In his role as wholesale manager at Minneapolis-based Coastal Seafoods, Brian Nelson arrived at work at 4 each morning and usually found messages from 25 to 40 restaurants in the Twin Cities waiting for him.

"Brian had the ear of all the chefs. He played a very important role," said Brenda Langton, owner of Spoonriver restaurant in Minneapolis. "He helped Coastal to be the best purveyor of fish in the Twin Cities."

Nelson, 57, died of congestive heart failure on Nov. 6. He started out in Coastal's retail store 28 years ago, learned to be one of the best fish cutters in the business, and then moved to the wholesale business where he talked every day to chefs in area restaurants.

"He was the face of Coastal Seafoods," said owner Suzanne Weinstein. "Everyone asked for him."

Coastal general manager Tim Lauer said that Nelson routinely juggled the needs of dozens of clients, leaping from a complaint about the day's tuna to suggestions about what a chef should serve for an important dinner to advice about where someone in the business could find a new job.

His warm, wickedly funny personality was loved by co-workers and friends, but Nelson could seem an intimidating figure to those who didn't know him. His arms were covered in tattoos, the first reputed to be of Jimmy Page from Led Zeppelin. Pink and blue shades of hair color came and went, along with short spikes and long and stringy locks.

"He was always fashion conscious in an outsider kind of way," said Bob Burns, his roommate and bandmate in the '80s. He put on different personas of his favorite musicians: Dave Gahan of Depeche Mode, Freddy Mercury of Queen, Alice Cooper.

Nelson played in bands from high school on, including Bop Cats, Quadrant and Mood School. "His '80s cover band, A Fixx of Seagulls, showed what an excellent emulator he was," Burns said.

Nelson had a purple VW Golf for about five years and when it quit working, he parked it behind his apartment and never drove again. He took a cab to work after that, Lauer said.

He didn't use credit cards. He asked Weinstein for her credit card when he found a dog online and needed one to make the purchase.

The dog, a miniature dachshund named Jolie, became the muse to channel his sense of humor. After Nelson bought her, Weinstein gave him a "365 days of dachshunds" calendar. Nelson wrote a caption for each picture every day to share.

Chef Lenny Russo of Heartland restaurant in St. Paul, a friend and customer of Coastal, shared Nelson's sense of humor. He told Nelson that having a miniature dachshund named Jolie seemed a bit effeminate. Nelson's response? "Good."

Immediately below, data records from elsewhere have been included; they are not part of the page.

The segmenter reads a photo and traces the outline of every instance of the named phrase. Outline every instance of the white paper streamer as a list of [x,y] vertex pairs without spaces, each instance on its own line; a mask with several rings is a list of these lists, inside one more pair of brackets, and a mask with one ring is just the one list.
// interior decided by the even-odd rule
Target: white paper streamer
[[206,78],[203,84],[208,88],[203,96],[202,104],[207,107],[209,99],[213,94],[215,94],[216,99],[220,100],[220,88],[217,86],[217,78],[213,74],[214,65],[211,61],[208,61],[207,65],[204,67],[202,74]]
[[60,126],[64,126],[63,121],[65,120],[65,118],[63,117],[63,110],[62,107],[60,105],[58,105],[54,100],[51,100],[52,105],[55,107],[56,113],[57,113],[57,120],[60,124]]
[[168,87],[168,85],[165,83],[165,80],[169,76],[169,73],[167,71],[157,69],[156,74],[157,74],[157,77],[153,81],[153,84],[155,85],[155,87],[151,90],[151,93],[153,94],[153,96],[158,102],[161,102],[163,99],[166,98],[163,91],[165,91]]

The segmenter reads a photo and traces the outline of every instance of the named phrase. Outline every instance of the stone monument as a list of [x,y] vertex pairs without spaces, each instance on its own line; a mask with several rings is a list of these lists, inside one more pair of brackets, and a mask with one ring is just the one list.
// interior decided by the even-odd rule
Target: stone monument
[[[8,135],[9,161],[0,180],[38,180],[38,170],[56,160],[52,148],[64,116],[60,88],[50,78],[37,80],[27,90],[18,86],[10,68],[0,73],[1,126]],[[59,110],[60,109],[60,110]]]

Nelson then encouraged Russo's English cocker spaniel male to mate with his dachshund. "We'll have cock-a-weenies. We'll be in-laws," Nelson said.

To his friends and co-workers, he was socially savvy, engaging and easy to get along with, but he grew selective about the people he spent time with. Helen Miller of Minneapolis, a former chef and former girlfriend, described Nelson as having a dual personality. "He had his public self where he talked to chefs and vendors all over the world but at the end of the day he shut off the public side," she said.

On Sundays, his relatives in North Dakota would get a text or phone call, said his brother, Bruce Nelson, of Portland, N.D. "We all knew a text from Brian would make us laugh," he said. "But we also knew we'd better open it privately."

Nelson is survived by his parents, Earl and Wilma, brothers Bruce and Joel, all of Portland, N.D., and his sister Jill Carlucci of Puyallup, Wash. A memorial celebration will be held at Sea Salt restaurant in Minneapolis from noon to 2 p.m. Sunday.